ManageEngine Launches A Siri-Style App For The Help Desk
ManageEngine has launched the ServiceDesk Plus iPhone app that incorporates voice-recognition technology for IT professionals so they can make commands, dictate notes and do any number of other tasks that come with managing a help desk.
The app uses Nuance Nina, a virtual assistant, to dictate, edit, reply, assign/reassign and close tickets. The app also has touch-screen capabilities to:
- Create new tickets, categorize, and edit request details
- Assign/pick up requests
- Reply to users with resolution and close tickets from the app
- Track time spent on tickets via Worklog
- Perform searches based on subject, requester or priority
- Customize the request view
- Track the time spent on tickets using Worklog
- Update the status of the requests
The app is designed for IT professionals who spend a good part of their time on their feet, fixing problems for people around the office.

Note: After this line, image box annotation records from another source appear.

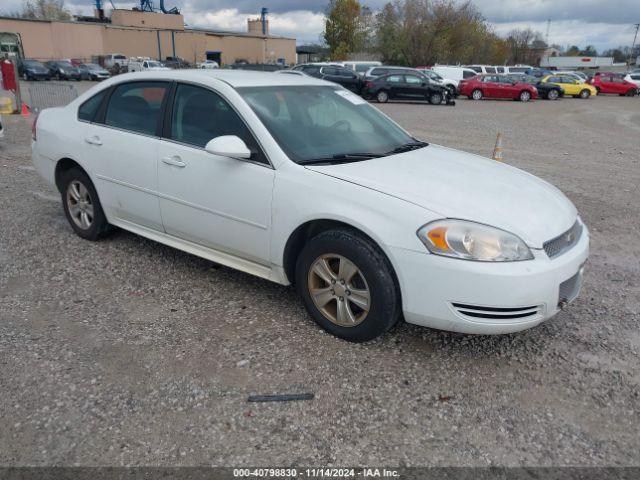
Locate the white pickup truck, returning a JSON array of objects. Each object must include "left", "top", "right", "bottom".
[{"left": 129, "top": 59, "right": 171, "bottom": 72}]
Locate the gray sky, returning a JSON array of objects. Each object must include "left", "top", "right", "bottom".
[{"left": 0, "top": 0, "right": 640, "bottom": 50}]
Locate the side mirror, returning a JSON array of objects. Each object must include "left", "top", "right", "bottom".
[{"left": 204, "top": 135, "right": 251, "bottom": 160}]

But while away from their desks, they still have to do everything through the help desk, the anchor of any enterprise shop. The goal is to help IT be more productive. Instead of stopping to use the laptop or peck away on an iPhone, a technician can instead use their voice to do the work that needs to get done.

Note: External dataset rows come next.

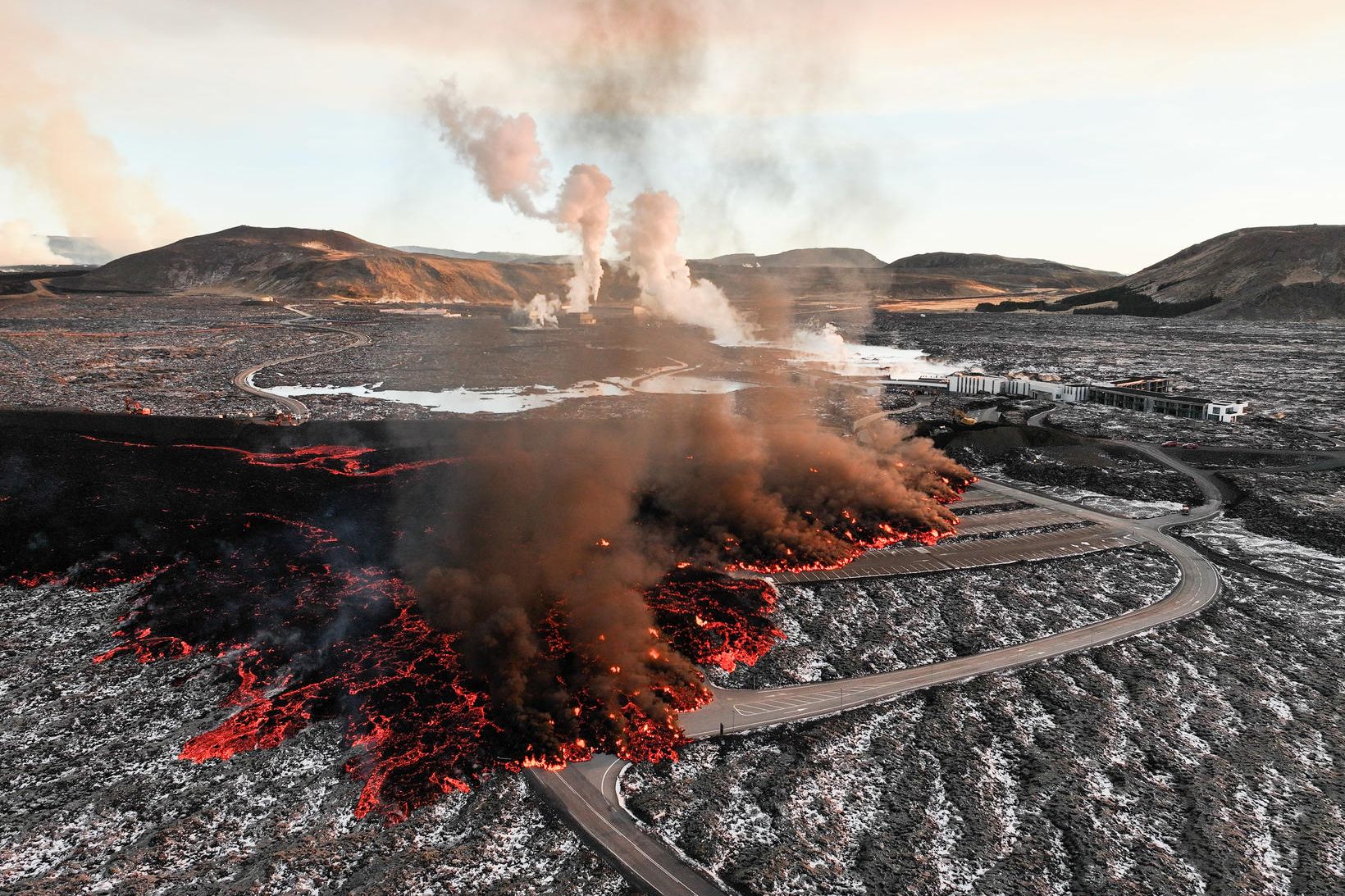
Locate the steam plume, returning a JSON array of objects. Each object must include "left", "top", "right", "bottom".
[
  {"left": 614, "top": 191, "right": 753, "bottom": 344},
  {"left": 0, "top": 221, "right": 70, "bottom": 265},
  {"left": 412, "top": 394, "right": 969, "bottom": 757},
  {"left": 429, "top": 82, "right": 612, "bottom": 311},
  {"left": 0, "top": 0, "right": 189, "bottom": 254},
  {"left": 513, "top": 293, "right": 561, "bottom": 330}
]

According to Opus Research, Nuance has invested heavily in voice-recognition technology, making customer service apps like ServicePlus more viable.

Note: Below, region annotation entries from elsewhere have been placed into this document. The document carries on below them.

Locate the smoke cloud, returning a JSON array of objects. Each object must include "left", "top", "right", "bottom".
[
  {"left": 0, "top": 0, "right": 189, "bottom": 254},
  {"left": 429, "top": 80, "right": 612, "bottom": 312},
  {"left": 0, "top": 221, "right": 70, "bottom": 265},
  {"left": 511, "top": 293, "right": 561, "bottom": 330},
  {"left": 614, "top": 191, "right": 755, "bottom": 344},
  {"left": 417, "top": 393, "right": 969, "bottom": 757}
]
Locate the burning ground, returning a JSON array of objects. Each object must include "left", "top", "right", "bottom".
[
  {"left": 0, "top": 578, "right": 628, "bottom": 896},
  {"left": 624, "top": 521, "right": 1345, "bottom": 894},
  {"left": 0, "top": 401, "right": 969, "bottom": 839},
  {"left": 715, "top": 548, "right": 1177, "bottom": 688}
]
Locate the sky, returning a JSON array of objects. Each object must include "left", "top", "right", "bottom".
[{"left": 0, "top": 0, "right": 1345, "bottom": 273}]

Dan Miller of Opus writes:
At Nuance’s Customer Experience Summit held in Orlando in early December, Doug Sharp, VP of Enterprise Engineering, noted that the company has 135 engineers “dedicated to some aspect of language understanding.” His point is that the statistical language models (SLMs) that are necessary for accurate automated speech recognition are only the beginning of what comprises a natural, multi-modal, mixed initiative user interface. Much of the heavy lifting now is taking place along a continuum that spans machine learning, data driven discovery in new or evolving domains and mining the intranet and social networks to bring continuous improvement an engine’s ability to understand meaning and provide new kinds of assistance.
My colleagues have their doubts, pointing to the issues with using simple voice-recognition to issue commands for driving places as an example:
@alexwilliams Voice recognition tech can barely understand I want to drive to my own home
— Brian McClain (@BrianMMcClain) February 21, 2013
But with the learning capabilities that come with Nuance, I am more confident that this ManageEngine app will be usable. It is designed for a specific task, not the open-ended commands that come with consumer-style applications.